Voege not only shows how LLM-assisted coding cannot make everything in software development 10x faster, but he also dares to voice something amazing that I’ve been too timid to say too loud: it’s OK to go a little slower if it helps you enjoy what you’re doing:

It's okay to sacrifice some productivity to make work enjoyable. More than okay, it's essential in our field. If you force yourself to work in a way you hate, you're just going to burn out. Only so much of coding is writing code, the rest is solving problems, doing system design, reasoning about abstractions, and interfacing with other humans. You are better at all those things when you feel good. It's okay to feel pride in your work and appreciate the craft. Over the long term your codebase will benefit from it.

I needed someone to voice this. I know we all have bosses and deadlines and stakeholders and end users demanding products to be shipped as quickly as possible. But it's also a valuable truism that sometimes to go fast, it's better to slow down—both for the quality of your product’s codebase and for the morale of those working on it. Viewing the posts of hustle culture cultists on LinkedIn will make you afraid to even think this, but there's more to good software than delivering things quickly.

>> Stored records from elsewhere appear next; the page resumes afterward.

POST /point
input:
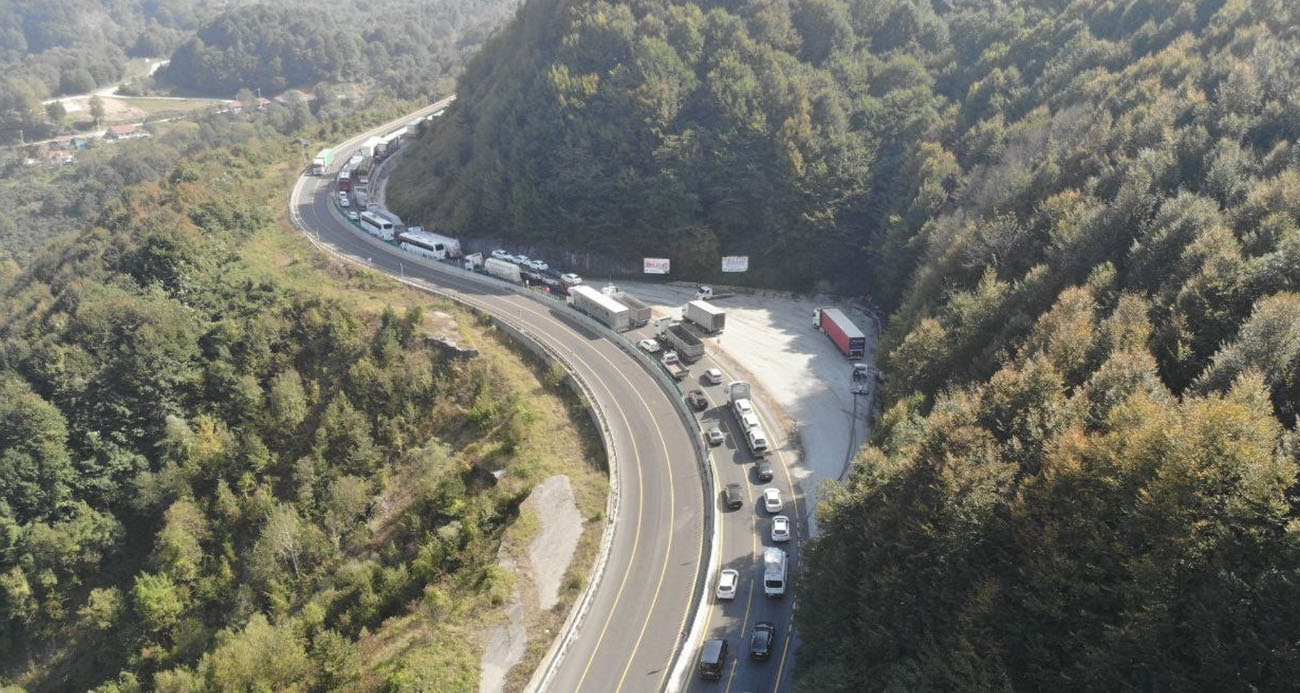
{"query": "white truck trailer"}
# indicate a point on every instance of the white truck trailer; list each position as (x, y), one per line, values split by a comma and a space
(710, 317)
(502, 269)
(588, 300)
(429, 245)
(638, 313)
(739, 394)
(775, 567)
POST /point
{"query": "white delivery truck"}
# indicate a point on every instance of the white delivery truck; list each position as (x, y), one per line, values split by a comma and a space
(612, 313)
(710, 317)
(739, 394)
(502, 269)
(775, 564)
(638, 313)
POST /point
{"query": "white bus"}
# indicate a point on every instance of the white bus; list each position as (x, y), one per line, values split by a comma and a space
(774, 572)
(420, 242)
(377, 225)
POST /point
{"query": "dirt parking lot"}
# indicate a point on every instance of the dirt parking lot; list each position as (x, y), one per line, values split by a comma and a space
(797, 369)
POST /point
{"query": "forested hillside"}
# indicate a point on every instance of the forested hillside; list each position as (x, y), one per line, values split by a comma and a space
(408, 47)
(212, 479)
(1084, 219)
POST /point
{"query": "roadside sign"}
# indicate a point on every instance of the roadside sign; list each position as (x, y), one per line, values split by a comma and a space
(736, 263)
(655, 265)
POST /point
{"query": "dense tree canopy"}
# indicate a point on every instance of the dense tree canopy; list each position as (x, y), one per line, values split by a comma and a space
(1083, 220)
(213, 481)
(407, 47)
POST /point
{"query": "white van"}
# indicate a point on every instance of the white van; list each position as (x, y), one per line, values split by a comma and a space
(774, 572)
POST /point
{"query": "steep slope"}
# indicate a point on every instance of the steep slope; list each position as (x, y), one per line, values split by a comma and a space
(685, 130)
(1083, 219)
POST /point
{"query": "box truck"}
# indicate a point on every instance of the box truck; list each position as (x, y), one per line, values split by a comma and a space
(323, 161)
(502, 269)
(846, 336)
(588, 300)
(774, 572)
(710, 319)
(688, 345)
(638, 313)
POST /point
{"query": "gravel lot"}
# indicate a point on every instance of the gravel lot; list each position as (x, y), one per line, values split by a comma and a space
(797, 369)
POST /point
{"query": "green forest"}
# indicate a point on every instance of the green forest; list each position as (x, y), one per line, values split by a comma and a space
(1083, 220)
(224, 475)
(407, 47)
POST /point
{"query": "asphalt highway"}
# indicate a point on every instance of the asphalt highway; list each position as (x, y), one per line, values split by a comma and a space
(744, 533)
(640, 611)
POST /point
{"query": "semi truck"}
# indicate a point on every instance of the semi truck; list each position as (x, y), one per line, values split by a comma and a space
(775, 566)
(710, 319)
(742, 406)
(588, 300)
(846, 336)
(638, 313)
(672, 364)
(502, 269)
(687, 343)
(323, 161)
(707, 293)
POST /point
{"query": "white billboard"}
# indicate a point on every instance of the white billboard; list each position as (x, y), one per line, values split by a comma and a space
(735, 263)
(655, 265)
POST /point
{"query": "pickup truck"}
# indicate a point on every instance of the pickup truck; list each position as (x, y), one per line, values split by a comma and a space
(672, 364)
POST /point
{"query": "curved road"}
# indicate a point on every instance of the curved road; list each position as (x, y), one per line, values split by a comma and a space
(637, 616)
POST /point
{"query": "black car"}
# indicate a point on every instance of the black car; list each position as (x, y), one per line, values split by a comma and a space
(761, 640)
(713, 659)
(731, 494)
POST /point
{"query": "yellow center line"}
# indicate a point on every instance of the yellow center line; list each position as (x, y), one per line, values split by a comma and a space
(785, 648)
(528, 306)
(731, 678)
(663, 570)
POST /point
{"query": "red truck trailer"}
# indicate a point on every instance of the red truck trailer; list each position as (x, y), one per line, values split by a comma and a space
(845, 334)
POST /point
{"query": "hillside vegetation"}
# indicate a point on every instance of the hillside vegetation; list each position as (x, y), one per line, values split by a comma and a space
(217, 475)
(407, 47)
(1084, 219)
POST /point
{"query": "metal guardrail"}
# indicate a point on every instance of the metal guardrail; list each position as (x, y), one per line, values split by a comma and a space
(661, 377)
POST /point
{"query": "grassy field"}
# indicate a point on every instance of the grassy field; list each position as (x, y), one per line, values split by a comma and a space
(442, 652)
(152, 105)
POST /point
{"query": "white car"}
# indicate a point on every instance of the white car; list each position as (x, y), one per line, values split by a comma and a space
(780, 528)
(772, 499)
(727, 581)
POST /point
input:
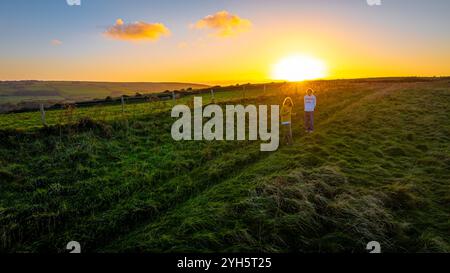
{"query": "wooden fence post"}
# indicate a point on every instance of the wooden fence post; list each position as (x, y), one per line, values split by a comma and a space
(43, 115)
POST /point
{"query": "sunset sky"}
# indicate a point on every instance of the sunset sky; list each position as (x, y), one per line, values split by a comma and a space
(229, 41)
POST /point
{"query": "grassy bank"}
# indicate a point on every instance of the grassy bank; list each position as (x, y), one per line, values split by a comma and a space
(377, 168)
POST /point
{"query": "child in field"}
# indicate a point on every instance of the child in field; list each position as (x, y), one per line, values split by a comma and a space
(310, 105)
(286, 120)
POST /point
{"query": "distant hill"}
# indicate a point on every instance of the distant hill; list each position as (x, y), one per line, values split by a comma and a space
(14, 93)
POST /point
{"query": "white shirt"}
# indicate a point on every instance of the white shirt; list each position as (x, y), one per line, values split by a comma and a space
(310, 103)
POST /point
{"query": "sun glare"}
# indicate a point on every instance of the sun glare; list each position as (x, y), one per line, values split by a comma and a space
(299, 68)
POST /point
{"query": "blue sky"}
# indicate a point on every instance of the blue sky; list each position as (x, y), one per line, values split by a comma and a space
(410, 29)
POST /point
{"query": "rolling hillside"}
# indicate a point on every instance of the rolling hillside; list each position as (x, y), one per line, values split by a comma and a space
(376, 168)
(20, 93)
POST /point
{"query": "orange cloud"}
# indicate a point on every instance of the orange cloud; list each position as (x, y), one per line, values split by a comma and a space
(56, 42)
(137, 31)
(224, 23)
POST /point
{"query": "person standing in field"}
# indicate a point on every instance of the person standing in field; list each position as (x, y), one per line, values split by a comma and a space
(310, 106)
(286, 120)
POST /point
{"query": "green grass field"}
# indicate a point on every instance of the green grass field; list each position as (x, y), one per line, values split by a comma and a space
(377, 168)
(20, 92)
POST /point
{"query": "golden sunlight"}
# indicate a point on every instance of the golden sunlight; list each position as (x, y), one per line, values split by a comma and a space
(299, 68)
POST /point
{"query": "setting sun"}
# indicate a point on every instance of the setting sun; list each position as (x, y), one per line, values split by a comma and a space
(299, 68)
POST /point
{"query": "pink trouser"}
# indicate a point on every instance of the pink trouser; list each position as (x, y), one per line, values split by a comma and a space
(309, 121)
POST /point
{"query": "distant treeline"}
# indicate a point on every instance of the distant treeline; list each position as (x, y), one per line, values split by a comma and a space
(168, 95)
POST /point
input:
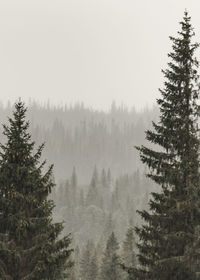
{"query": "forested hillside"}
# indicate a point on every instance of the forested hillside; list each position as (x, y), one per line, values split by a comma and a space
(81, 137)
(100, 182)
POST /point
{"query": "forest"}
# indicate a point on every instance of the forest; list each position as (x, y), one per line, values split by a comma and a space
(94, 195)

LLMs aren't going anywhere, and I doubt the hype around them will either. I'm sure I will continue to feel frustration and inadequacy over the rhetoric, but I'm very grateful to know that I can find some solidarity with others who feel similarly. I don't know the future, maybe some day I'll have an LLM agent churning out PRs to do all my work, and I'll just be an AI babysitter (or out on the street). But I'm glad that day hasn't come yet (and, with luck, it never will!). I may not have become 10x more productive with LLMs, but I'm a better engineer today than I was six months ago. And I expect that if I can maintain my interest in software without getting burned out, I'll be able to say the same thing six months from now.